Create batch jobs
Categories:
Prior reading: Use the Cromwell engine to run WDL workflows
Purpose: This document provides detailed instructions for creating, running, and monitoring WDL workflow batch jobs.
Introduction
In addition to single-job workflows, Verily Workbench supports WDL workflow batch jobs on GCP workspaces via the Workbench UI and the Workbench CLI.
Terminology
The following concepts are important to understand when it comes to running workflows:
A batch job refers to a single workflow that is launched many times in parallel with different inputs. It's orchestrated through Workbench.
A job is a general term that describes a unit of work or execution in computing. Within Verily Workbench, a job refers to a running instance of a workflow. It takes in the workflow configuration (the WDL file(s)) and a key-value pair input. Additional input options are available to define how the job is executed.
A task refers to a stage or activity executed within a workflow. Multi-stage workflows are divided into a series of tasks, while a single-stage workflow is one task itself. In Cromwell, tasks are referred to as sub-workflows.

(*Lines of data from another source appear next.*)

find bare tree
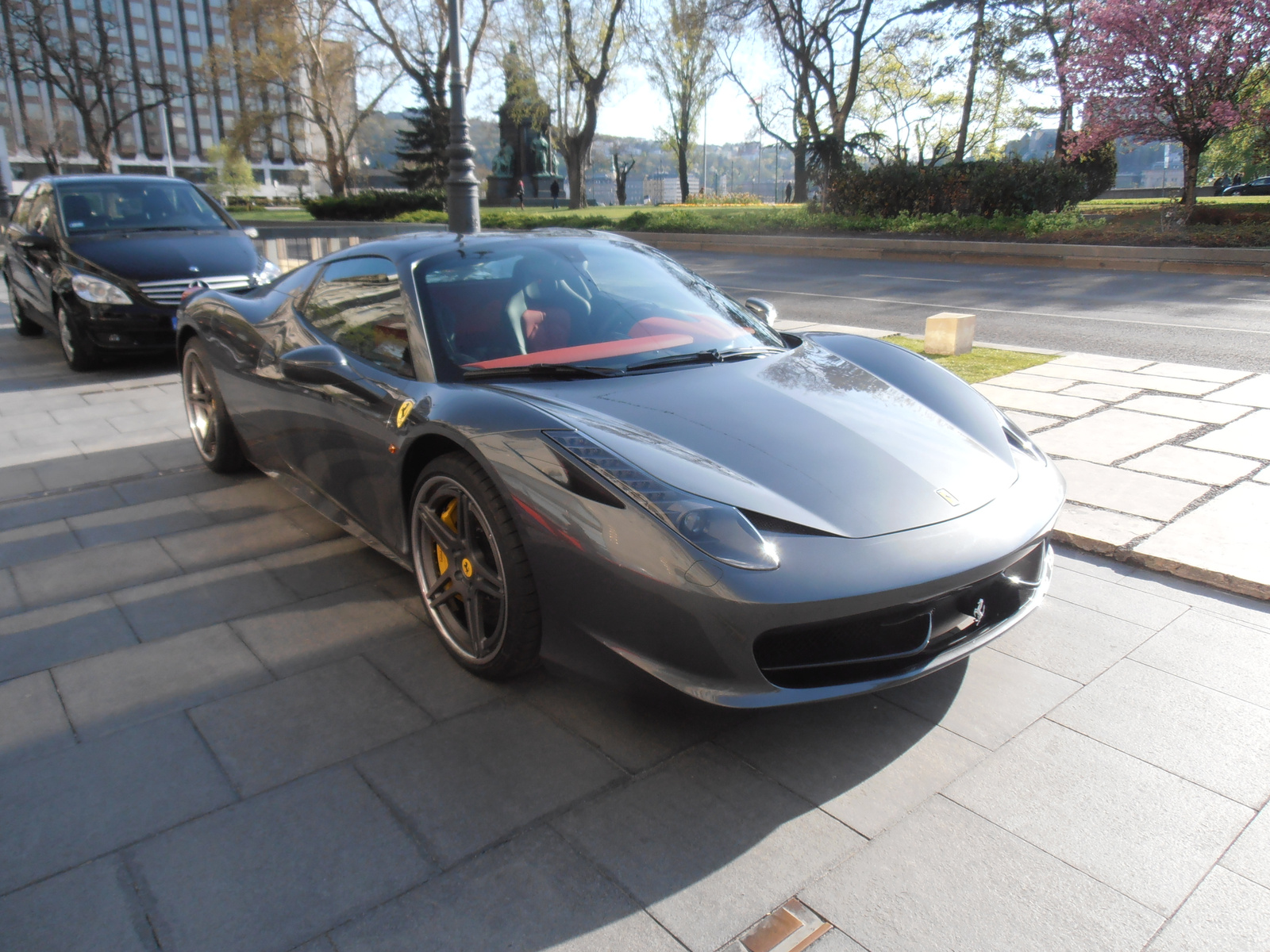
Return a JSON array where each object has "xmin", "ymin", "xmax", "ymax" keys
[
  {"xmin": 644, "ymin": 0, "xmax": 732, "ymax": 202},
  {"xmin": 2, "ymin": 0, "xmax": 175, "ymax": 171}
]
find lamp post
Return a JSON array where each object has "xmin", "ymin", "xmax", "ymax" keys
[{"xmin": 446, "ymin": 0, "xmax": 480, "ymax": 235}]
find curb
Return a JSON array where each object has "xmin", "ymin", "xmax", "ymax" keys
[{"xmin": 616, "ymin": 231, "xmax": 1270, "ymax": 278}]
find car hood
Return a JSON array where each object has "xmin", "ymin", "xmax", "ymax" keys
[
  {"xmin": 70, "ymin": 231, "xmax": 259, "ymax": 281},
  {"xmin": 499, "ymin": 341, "xmax": 1018, "ymax": 538}
]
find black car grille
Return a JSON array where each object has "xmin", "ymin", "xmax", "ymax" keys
[{"xmin": 754, "ymin": 542, "xmax": 1046, "ymax": 688}]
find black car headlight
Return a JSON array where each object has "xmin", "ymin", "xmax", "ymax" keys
[
  {"xmin": 248, "ymin": 258, "xmax": 282, "ymax": 288},
  {"xmin": 544, "ymin": 430, "xmax": 781, "ymax": 571},
  {"xmin": 71, "ymin": 274, "xmax": 132, "ymax": 305}
]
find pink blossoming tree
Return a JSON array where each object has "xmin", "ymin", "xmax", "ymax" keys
[{"xmin": 1071, "ymin": 0, "xmax": 1270, "ymax": 205}]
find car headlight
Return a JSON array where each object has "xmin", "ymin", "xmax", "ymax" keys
[
  {"xmin": 71, "ymin": 274, "xmax": 132, "ymax": 305},
  {"xmin": 544, "ymin": 430, "xmax": 781, "ymax": 571},
  {"xmin": 250, "ymin": 258, "xmax": 282, "ymax": 288}
]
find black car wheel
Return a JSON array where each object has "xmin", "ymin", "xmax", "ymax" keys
[
  {"xmin": 53, "ymin": 301, "xmax": 102, "ymax": 370},
  {"xmin": 180, "ymin": 338, "xmax": 246, "ymax": 472},
  {"xmin": 4, "ymin": 277, "xmax": 44, "ymax": 338},
  {"xmin": 410, "ymin": 453, "xmax": 542, "ymax": 679}
]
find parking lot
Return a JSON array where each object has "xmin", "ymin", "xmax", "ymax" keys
[{"xmin": 0, "ymin": 313, "xmax": 1270, "ymax": 952}]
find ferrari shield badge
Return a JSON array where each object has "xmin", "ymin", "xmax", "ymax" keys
[{"xmin": 398, "ymin": 400, "xmax": 414, "ymax": 429}]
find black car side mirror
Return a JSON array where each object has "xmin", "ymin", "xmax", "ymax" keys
[{"xmin": 278, "ymin": 344, "xmax": 389, "ymax": 404}]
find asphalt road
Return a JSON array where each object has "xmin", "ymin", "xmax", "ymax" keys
[{"xmin": 675, "ymin": 251, "xmax": 1270, "ymax": 372}]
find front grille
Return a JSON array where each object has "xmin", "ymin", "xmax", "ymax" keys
[
  {"xmin": 754, "ymin": 542, "xmax": 1046, "ymax": 688},
  {"xmin": 137, "ymin": 274, "xmax": 252, "ymax": 306}
]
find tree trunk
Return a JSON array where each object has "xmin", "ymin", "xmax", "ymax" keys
[{"xmin": 952, "ymin": 0, "xmax": 988, "ymax": 163}]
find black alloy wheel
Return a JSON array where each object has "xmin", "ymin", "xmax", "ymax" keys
[
  {"xmin": 53, "ymin": 301, "xmax": 102, "ymax": 372},
  {"xmin": 180, "ymin": 338, "xmax": 246, "ymax": 472},
  {"xmin": 4, "ymin": 277, "xmax": 44, "ymax": 338},
  {"xmin": 410, "ymin": 453, "xmax": 542, "ymax": 679}
]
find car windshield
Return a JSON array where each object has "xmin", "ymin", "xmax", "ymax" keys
[
  {"xmin": 57, "ymin": 176, "xmax": 230, "ymax": 237},
  {"xmin": 415, "ymin": 236, "xmax": 785, "ymax": 378}
]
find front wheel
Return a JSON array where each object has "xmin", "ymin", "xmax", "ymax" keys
[
  {"xmin": 410, "ymin": 453, "xmax": 542, "ymax": 681},
  {"xmin": 180, "ymin": 338, "xmax": 246, "ymax": 472}
]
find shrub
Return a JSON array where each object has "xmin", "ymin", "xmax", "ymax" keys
[
  {"xmin": 303, "ymin": 189, "xmax": 446, "ymax": 221},
  {"xmin": 828, "ymin": 152, "xmax": 1115, "ymax": 218}
]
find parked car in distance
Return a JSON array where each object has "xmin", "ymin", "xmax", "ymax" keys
[
  {"xmin": 1222, "ymin": 175, "xmax": 1270, "ymax": 195},
  {"xmin": 0, "ymin": 175, "xmax": 281, "ymax": 370}
]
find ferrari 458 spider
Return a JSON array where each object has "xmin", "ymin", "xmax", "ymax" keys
[{"xmin": 176, "ymin": 230, "xmax": 1063, "ymax": 707}]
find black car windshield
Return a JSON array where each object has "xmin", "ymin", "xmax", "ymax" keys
[
  {"xmin": 417, "ymin": 235, "xmax": 785, "ymax": 378},
  {"xmin": 57, "ymin": 176, "xmax": 230, "ymax": 237}
]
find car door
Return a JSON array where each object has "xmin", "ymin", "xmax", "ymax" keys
[{"xmin": 277, "ymin": 256, "xmax": 418, "ymax": 533}]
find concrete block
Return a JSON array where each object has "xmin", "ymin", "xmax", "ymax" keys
[{"xmin": 926, "ymin": 311, "xmax": 974, "ymax": 354}]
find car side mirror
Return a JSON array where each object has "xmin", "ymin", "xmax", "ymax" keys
[
  {"xmin": 278, "ymin": 344, "xmax": 389, "ymax": 404},
  {"xmin": 745, "ymin": 297, "xmax": 776, "ymax": 325}
]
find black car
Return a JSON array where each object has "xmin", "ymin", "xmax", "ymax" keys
[
  {"xmin": 0, "ymin": 175, "xmax": 279, "ymax": 370},
  {"xmin": 1222, "ymin": 175, "xmax": 1270, "ymax": 195}
]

Create a workflow and run a batch job
Prerequisites
If you're using the Workbench CLI to run batch jobs, run wb version to confirm you're
running at least version 0.422.99. Set your workspace to the one you want to use for your workflow
by running wb workspace set --id=<workspace-name>.
Create a workflow
See Add workflows for step-by-step instructions.

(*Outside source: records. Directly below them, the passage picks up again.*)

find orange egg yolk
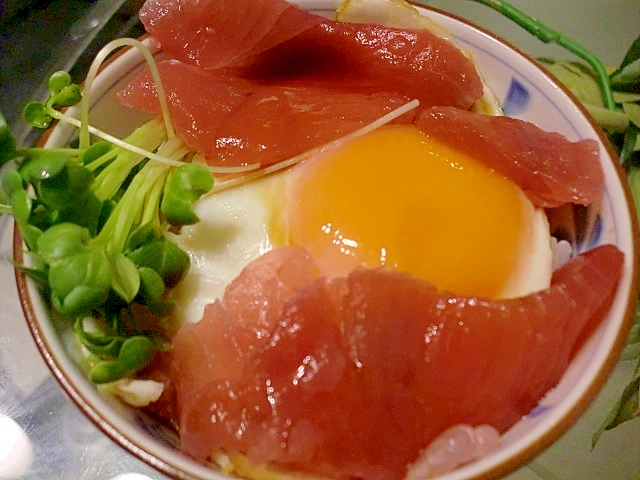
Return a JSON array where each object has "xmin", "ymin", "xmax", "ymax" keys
[{"xmin": 289, "ymin": 125, "xmax": 534, "ymax": 298}]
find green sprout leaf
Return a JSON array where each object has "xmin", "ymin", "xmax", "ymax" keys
[
  {"xmin": 89, "ymin": 335, "xmax": 155, "ymax": 384},
  {"xmin": 160, "ymin": 164, "xmax": 213, "ymax": 225},
  {"xmin": 22, "ymin": 102, "xmax": 53, "ymax": 129}
]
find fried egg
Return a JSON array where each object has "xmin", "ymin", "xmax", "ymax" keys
[{"xmin": 171, "ymin": 125, "xmax": 553, "ymax": 321}]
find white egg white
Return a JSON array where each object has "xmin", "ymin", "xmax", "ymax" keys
[{"xmin": 173, "ymin": 148, "xmax": 554, "ymax": 322}]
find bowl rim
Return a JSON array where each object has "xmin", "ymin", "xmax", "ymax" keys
[{"xmin": 13, "ymin": 0, "xmax": 640, "ymax": 480}]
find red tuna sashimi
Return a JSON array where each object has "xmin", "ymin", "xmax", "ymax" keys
[
  {"xmin": 416, "ymin": 107, "xmax": 604, "ymax": 207},
  {"xmin": 241, "ymin": 20, "xmax": 483, "ymax": 109},
  {"xmin": 166, "ymin": 245, "xmax": 623, "ymax": 479},
  {"xmin": 117, "ymin": 60, "xmax": 415, "ymax": 166},
  {"xmin": 141, "ymin": 0, "xmax": 483, "ymax": 109},
  {"xmin": 139, "ymin": 0, "xmax": 323, "ymax": 68}
]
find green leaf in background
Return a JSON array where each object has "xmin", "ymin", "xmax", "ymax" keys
[{"xmin": 611, "ymin": 37, "xmax": 640, "ymax": 92}]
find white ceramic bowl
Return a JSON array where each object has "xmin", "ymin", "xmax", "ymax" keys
[{"xmin": 14, "ymin": 0, "xmax": 638, "ymax": 480}]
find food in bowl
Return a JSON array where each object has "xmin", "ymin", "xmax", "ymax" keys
[{"xmin": 7, "ymin": 2, "xmax": 636, "ymax": 478}]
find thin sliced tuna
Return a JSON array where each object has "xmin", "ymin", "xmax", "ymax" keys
[
  {"xmin": 140, "ymin": 0, "xmax": 483, "ymax": 109},
  {"xmin": 140, "ymin": 0, "xmax": 323, "ymax": 69},
  {"xmin": 416, "ymin": 107, "xmax": 604, "ymax": 207},
  {"xmin": 162, "ymin": 245, "xmax": 623, "ymax": 480},
  {"xmin": 117, "ymin": 60, "xmax": 414, "ymax": 167}
]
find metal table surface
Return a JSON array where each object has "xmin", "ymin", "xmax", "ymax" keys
[{"xmin": 0, "ymin": 0, "xmax": 640, "ymax": 480}]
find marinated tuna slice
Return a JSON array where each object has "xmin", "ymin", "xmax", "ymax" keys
[
  {"xmin": 117, "ymin": 60, "xmax": 415, "ymax": 167},
  {"xmin": 416, "ymin": 107, "xmax": 604, "ymax": 207},
  {"xmin": 162, "ymin": 245, "xmax": 623, "ymax": 479},
  {"xmin": 139, "ymin": 0, "xmax": 323, "ymax": 68}
]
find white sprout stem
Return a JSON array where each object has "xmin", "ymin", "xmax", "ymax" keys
[
  {"xmin": 79, "ymin": 38, "xmax": 175, "ymax": 148},
  {"xmin": 54, "ymin": 109, "xmax": 184, "ymax": 167},
  {"xmin": 212, "ymin": 99, "xmax": 420, "ymax": 193}
]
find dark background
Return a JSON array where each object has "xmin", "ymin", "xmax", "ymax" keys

Run the following, replacing the values in <>. Note that Git
repositories aren't currently supported as repos:
wb workflow create \
--bucket-id=<bucket-id>\
--path=<path/to/your/main.wdl> \
--workflow=<workflow-name>
Note
You can see all of your workflows on the Workflows tab in the Workbench UI or by runningwb workflow list.
Run a batch job
File formatting
For batch jobs, you'll need to provide an input table in a CSV file. The CSV should follow a format like this:
name,last_name,location,age,is_hobbit,height,friends,counts
Bilbo,Baggins,Bag End,85,TRUE,4,"[""Dex"", ""Dan""]","{""count1"":1,""count2"":2}"
Frodo,Baggins,Bag End,30,TRUE,4.3,"[""Sam""]","{""count1"":1}"
,,,,,
Sam,Gamgee,Hobbiton,31,TRUE,4.2,"[""Frodo""]","{}"
Gandalf,none,none,188,FALSE,6.1,"[""Frodo"", ""Sam""]","{""count1"":100}"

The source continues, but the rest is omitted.